La vie consacrée n’est donc pas une invention humaine, ni de l’Église hiérarchique, ni des Fondateurs : elle est un don de Dieu pour l’Église et pour ceux qui y sont appelés. Devant la grandeur de ce don, l’homme a toujours la liberté de répondre.

La réponse de l’homme

« Le fondement évangélique de la vie consacrée est à chercher dans le rapport spécial que Jésus, au cours de son existence terrestre, établit avec certains de ses disciples, qu’il invita, non seulement à accueillir le Royaume de Dieu dans leur vie, mais aussi à mettre leur existence au service de cette cause, en quittant tout et en imitant de près sa forme de vie [6] ».

Le « Viens, suis-moi » adressé par le Christ aux apôtres, l’est aussi à d’autres, et appelle une réponse totale : « L’expérience de cet amour gratuit de Dieu est à ce point intime et forte que la personne comprend qu’elle doit répondre par un don inconditionnel de sa vie, en consacrant tout, à ce moment-là et pour l’avenir, entre ses mains [7] ». C’est un engagement de toute la vie.

La réponse de l’homme n’est pas uniquement dans l’instant de sa vie, au contraire elle dure jusqu’à la fin de sa vie [8]. Cette réponse ne vient pas seulement de l’homme qui décide, mais c’est l’Esprit qui suscite le désir d’une réponse totale à suivre le Christ.

Suivre le Christ par les conseils évangéliques

Depuis l’origine jusqu’à aujourd’hui, l’Église a toujours eu la même conception claire de la vie consacrée, à partir « des conseils évangéliques [9] ». Au cours des dernières décennies ont surgi de nouvelles formes de vie consacrée. Les charismes sont différents mais la nature du choix est sans changement : « Il n’y a qu’un seul appel à suivre Jésus chaste, pauvre et obéissant, dans la recherche de la sainteté parfaite [10] ».

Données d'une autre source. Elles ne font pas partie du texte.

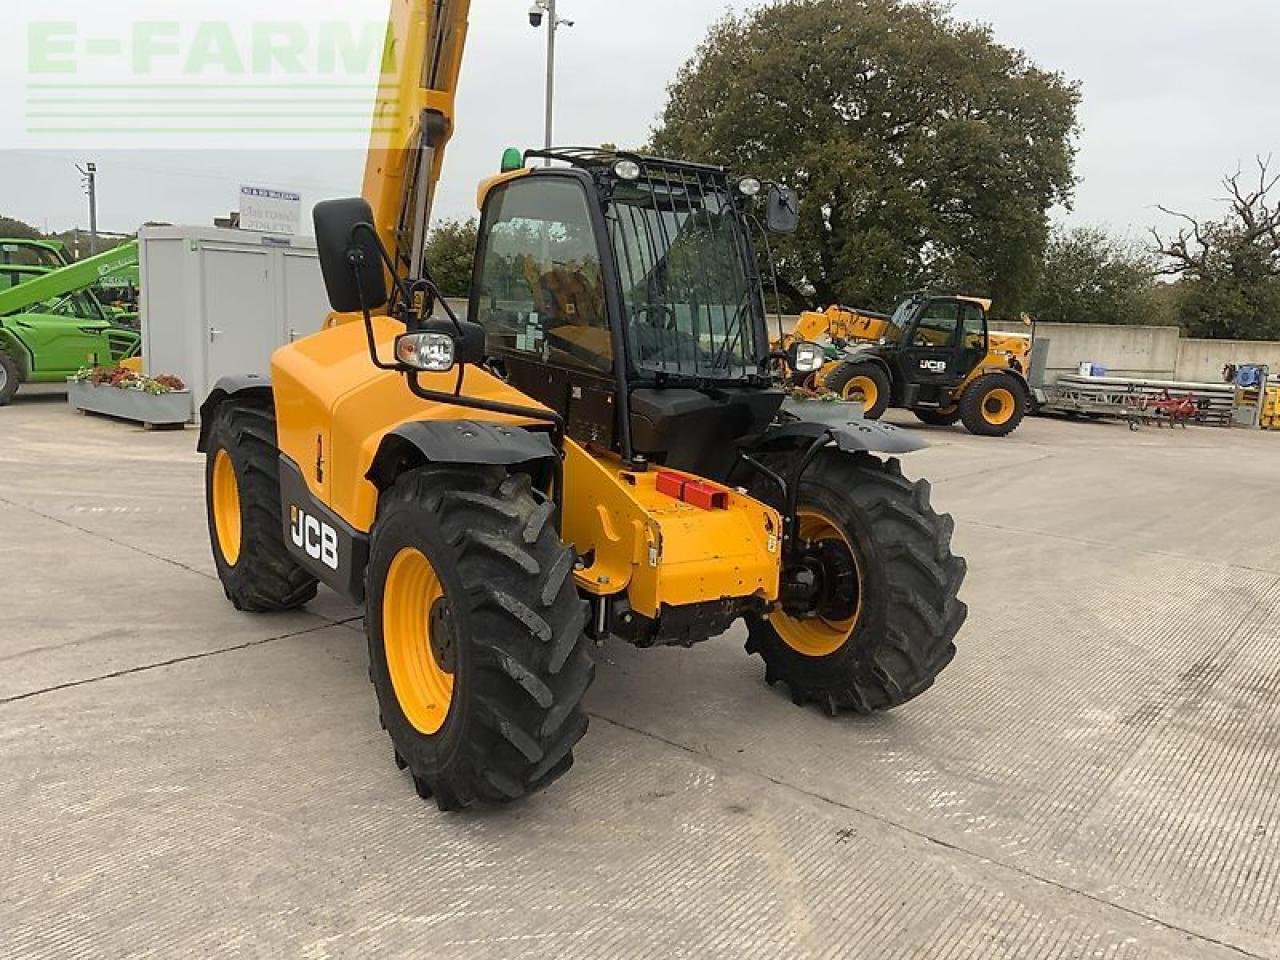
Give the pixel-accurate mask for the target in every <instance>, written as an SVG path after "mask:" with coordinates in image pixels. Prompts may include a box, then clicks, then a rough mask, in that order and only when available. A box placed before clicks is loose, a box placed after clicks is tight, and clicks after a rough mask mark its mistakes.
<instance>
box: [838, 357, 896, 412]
mask: <svg viewBox="0 0 1280 960" xmlns="http://www.w3.org/2000/svg"><path fill="white" fill-rule="evenodd" d="M826 387H827V389H828V390H831V392H832V393H838V394H840V397H841V398H842V399H859V398H860V399H861V401H863V416H865V417H867V419H868V420H879V419H881V417H882V416H884V411H886V410H888V394H890V383H888V375H887V374H886V372H884V371H883V370H882V369H881V367H879V365H877V364H865V362H863V364H849V362H846V364H841V365H840V366H837V367H836V369H835V370H832V371H831V375H829V376H828V378H827V383H826Z"/></svg>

Suivre le Christ, c’est se laisser saisir [11], se laisser configurer [12], se laisser identifier [13], se laisser façonner [14] pour devenir jour après jour « christiforme [15] ». La vie consacrée est ainsi un signe authentique du Christ dans le monde. Il ne s’agit donc pas seulement de suivre le Christ de tout son cœur, en l’aimant mais encore de vivre comme lui. Cette vie est une « adhésion qui est configuration de toute l’existence au Christ, dans une orientation radicale qui anticipe la perfection eschatologique [16] ».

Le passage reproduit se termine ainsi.